Court Opinion

ID: 9844835
Source: CourtListenerOpinion
Date Created: 2023-09-24 03:10:06.89166+00
Date Added: 2024-06-11T09:15:44.887736
License: Public Domain

KEETON, Chief Justice
(dissenting in part).
Whether Sec. 23-922, I.C., which by its terms limits those who may obtain a bartender’s permit to male persons over the age of twenty-one years and also by direct terms or necessary inference, prohibits equally qualified female persons from securing a bartender’s permit, is constitutional, is not, in my opinion, before us for determination. It is a well recognized rule that courts do not pass on constitutional questions except in circumstances where the necessity of such decision is required. In the present situation appellant did not have a bartender’s permit, nor is there any showing that she ever made application to secure one. Therefore the fact that she was tending bar without such permit is sufficient to dispose of the case.
However, as the majority opinion seems to be based on the conclusion that the statute prohibiting female persons from securing a bartender’s permit is constitutional, I shall comment briefly on the constitutional question discussed in the 'majority opinion and apparently determined.
*210I think depriving a female person of the right to follow a business or calling solely because of sex deprives such person of a property right guaranteed to all persons under the 14th Amendment to the Constitution of the United States and Sec. 1, Art. I of the State Constitution.
The Legislature may not by discrimination enact a law prohibiting a class of persons because of sex from engaging in any lawful calling open to all others. The right to work is one of our precious liberties. A female person is by the interdiction imposed denied the right to make a living equally with a male person. She is denied the freedom of an opportunity to engage in what is recognized as a lawful business on an equality with males. There is no sound basis for such a distinction.
The statute here attacked deprives female persons of the freedom of opportunity enjoyed by others.
A female person over twenty-one years of age may enter bars, purchase drinks for herself or others, sell beer, frequent places where intoxicating liquors are sold and exercise freedoms accorded others.
In the present situation appellant, when the charged offense occurred, was and still is the' wife of the licensee, hence a half owner in a business recognized by the statutes as a lawful calling.
Under the married woman acts, in recent years enacted in most states, female persons have all the rights generally accorded to males. Harsh rules of the common law have been abrogated. The wife has a legal status of her own that is not submerged in the identity of her husband. The statute here attacked arbitrarily and for no reason discriminates between male and female owners of a retail liquor establishment.
The law in question is arbitrary, discriminatory and unreasonable, has no basis for such a classification and does not promote morals or the welfare of the community.
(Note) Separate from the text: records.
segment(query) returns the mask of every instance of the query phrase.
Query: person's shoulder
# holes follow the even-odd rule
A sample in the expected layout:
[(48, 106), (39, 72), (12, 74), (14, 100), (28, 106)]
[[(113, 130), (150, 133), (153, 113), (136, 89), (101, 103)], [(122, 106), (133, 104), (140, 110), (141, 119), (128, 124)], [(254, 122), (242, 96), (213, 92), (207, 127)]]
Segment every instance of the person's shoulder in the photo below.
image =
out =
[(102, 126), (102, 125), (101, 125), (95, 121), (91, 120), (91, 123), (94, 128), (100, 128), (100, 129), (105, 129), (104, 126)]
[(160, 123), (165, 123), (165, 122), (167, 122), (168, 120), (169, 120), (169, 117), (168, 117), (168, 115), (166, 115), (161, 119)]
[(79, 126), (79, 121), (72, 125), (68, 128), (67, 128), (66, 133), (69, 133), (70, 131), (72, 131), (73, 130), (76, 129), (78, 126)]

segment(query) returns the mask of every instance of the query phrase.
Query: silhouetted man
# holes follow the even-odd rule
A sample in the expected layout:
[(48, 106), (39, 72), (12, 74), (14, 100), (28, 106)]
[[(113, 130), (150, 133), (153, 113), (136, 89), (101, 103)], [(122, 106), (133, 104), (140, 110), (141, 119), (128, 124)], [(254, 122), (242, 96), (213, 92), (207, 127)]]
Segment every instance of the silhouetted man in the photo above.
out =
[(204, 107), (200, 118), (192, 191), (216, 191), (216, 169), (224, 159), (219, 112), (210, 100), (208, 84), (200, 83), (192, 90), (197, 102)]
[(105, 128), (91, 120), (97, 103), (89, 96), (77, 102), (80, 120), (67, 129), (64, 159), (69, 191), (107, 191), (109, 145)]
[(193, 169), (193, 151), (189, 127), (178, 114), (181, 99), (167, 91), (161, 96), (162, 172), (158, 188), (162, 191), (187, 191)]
I also direct attention to Chapter 61, 1957, S.L., page 104, which by its terms authorizes the issuing of a bartender’s permit to the wife of a licensee.
The case relied on to sustain the constitutionality of the statute in question, Goesaert v. Cleary, 335 U.S. 464, 69 S.Ct. 198, 93 L.Ed. 163, was decided by the Supreme Court of the United States by a division of the Justices, three Justices dissenting.
The Supreme Court of Florida in Brown v. Foley, 158 Fla. 734, 29 So.2d 870 declared a similar regulation as here being considered unconstitutional.
In my opinion a statute with no reason for its basis, which deprives a female person of the right to follow the same calling as a male person under the same circumstances, is unconstitutional and void.